Civil society participation, methods of work and mayonnaise
10 February 2015
The Conference on Disarmament (CD) met on Tuesday, 10 February 2015, where the CD President, Ambassador Jorge Lomónaco of Mexico presented an updated draft proposal on civil society participation at the conference and one on the establishment of a working group to review the methods of work of the CD. An exchange of views was held on these proposals.
Exchange of views on draft proposal on civil society participation in the CD
After some consultations following the debate last week on the draft proposal on civil society participation at the conference, the CD President presented an updated draft to member states today.
- Belarus, United States, Russian Federation, Japan, France, Egypt, Switzerland, Netherlands, India, Argentina, Democratic People's Republic of Korea, China, Spain, Algeria, Iran, and Turkey asked clarification questions regarding different aspects of the proposal.
- Senegal, Switzerland, Italy, Sweden, South Africa, and Brazil expressed their support for the proposal.
- Russian Federation, Japan, India, and China thought that a decision could be based on the outcome of the CD-Civil Society Forum on 19 March 2015.
In response to many questions raised, the CD President offered the following clarifications on the draft proposal:
- Civil society includes non-governmental organizations that are per definition not linked to any member state.
- A list of civil society organizations would be put before the CD at the beginning of the year for its approval.
- Civil society representatives would be allowed to speak in specifically allocated meetings and listen in all other public meetings.
- Civil society representatives would not be present in non-public meetings.
- Civil society representatives would have assigned seats on the floor of the Council Chamber, subject to availability.
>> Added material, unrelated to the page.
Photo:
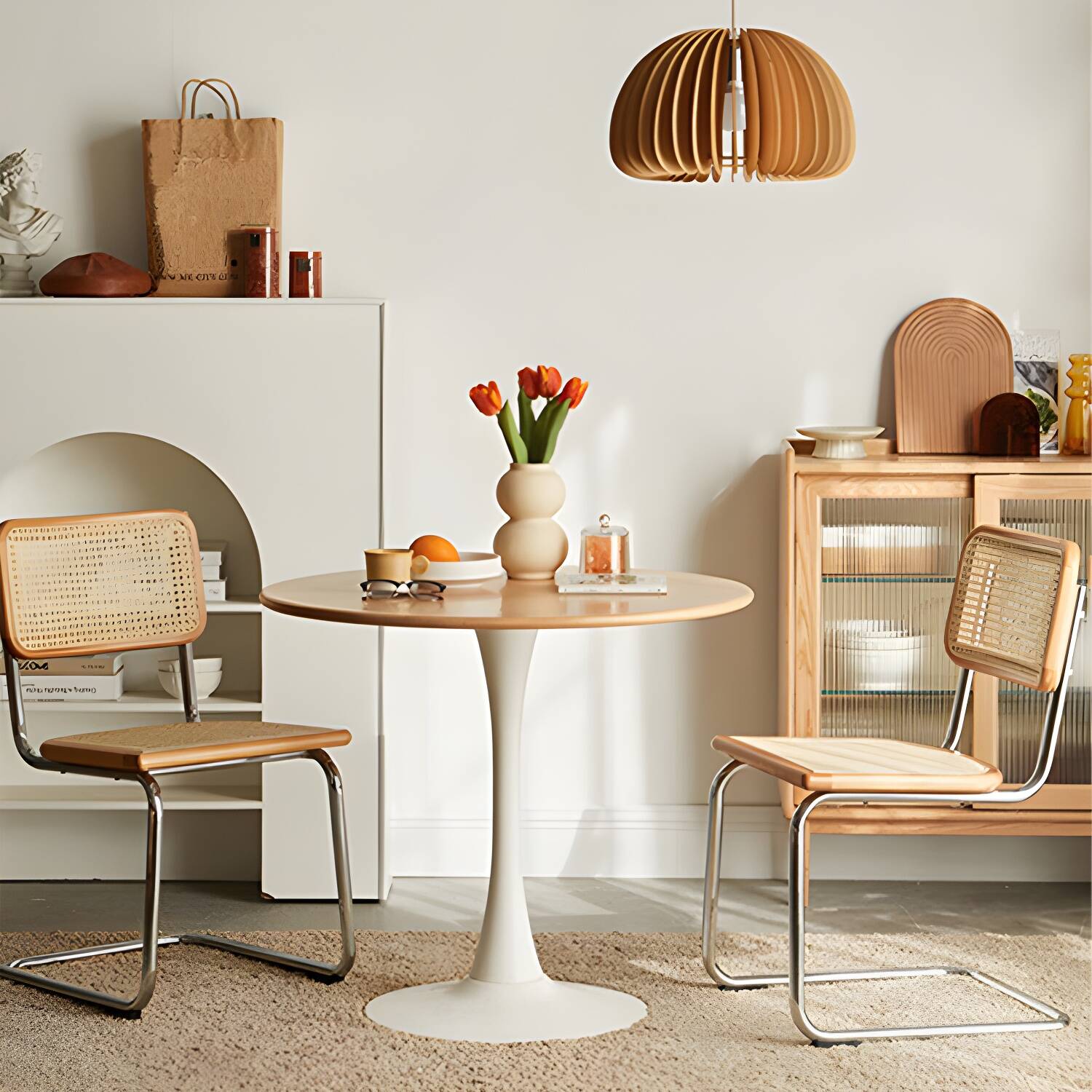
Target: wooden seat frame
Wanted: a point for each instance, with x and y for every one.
(150, 941)
(1057, 668)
- The CD-Civil Society Forum on 19 March 2015 is organized by the Acting Secretary General, Mr. Michael Møller, and will focus on substantive issues. It is therefore separate from this draft proposal.
In summarizing the discussion, the CD President made the following modifications (changes in italic):
- Operative paragraph (OP) now reads: Representatives of civil society' working in the field of international security, arms control and disarmament should be allowed, upon request, to attend the meetings of the Conference other than those designated closed, to be seated in the designated area, to receive documents of the Conference and, at their own expense, to make written material available to the participants in the Conference.
- OP 2 now reads: The Conference shall also allocate at least one meeting to representatives of civil society to address each of the three parts in which the session of the Conference is divided.
Exchange of views on draft proposal on the establishment of a working group to review the methods of work
The CD President circulated a draft proposal on the establishment of a working group to review the methods of work of the CD based on the Acting Secretary General’s proposal and ideas of previous CD Presidents.
- Japan, Algeria, the Russian Federation asked for clarifications of the codification of best practices.
- The CD President explained these would have to be agreed upon in the working group.
- United Kingdom stressed it would not rule out such a working group, however it would prioritize efforts to start substantive work first
- Australia suggested to replace “to codify” by “better facilitate”.
In closing the meeting, the CD President made the following modifications (changes in italic):
- OP 1 now reads: “To establish a working group to review the methods of work of the conference to provide an opportunity to better facilitate the substantive work of the conference.”
- OP 2 now includes the name of the chairperson, Ambassador Urs Schmid of Switzerland.
- OP 3 now reads: The Chairperson of the group shall deliver a report of the views expressed by all the members and recommendations, in his personal capacity, on this matter to the Conference on Disarmament before the end of the fifth Presidency of its 2015 session for its consideration.
Notes from the gallery
The plenary meeting today served as a good reminder of how not all governments value that the expertise and input that civil society representatives offer to the debate and processes of advancing disarmament. This was perhaps best illustrated in the fear that the delegate of Belarus expressed of “topless ladies” starting to “scream and throw bottles of mayonnaise” from the gallery, if broader civil society participation was allowed. It is, quite frankly, insulting and sexist.
Similarly insulting is the view that civil society has to prove its worthiness on 19 March 2015 before it can be allowed on the floor of the CD, as some delegations implied. Many civil society organizations have worked on matters of disarmament and peace for decades if not longer and have developed valuable expertise on these issues that is respected and welcomed in other UN fora.
CD member states need to realize that civil society is an integral part of any successful decision making process on the local, national, regional, and international level.
Right now the CD is neither making decisions nor is it successful. It’s up to member states to change that and civil society can be an invaluable partner in this endeavor.
The next plenary will take place on Wednesday, 11 February 2015, at 10.00 in the Council Chamber.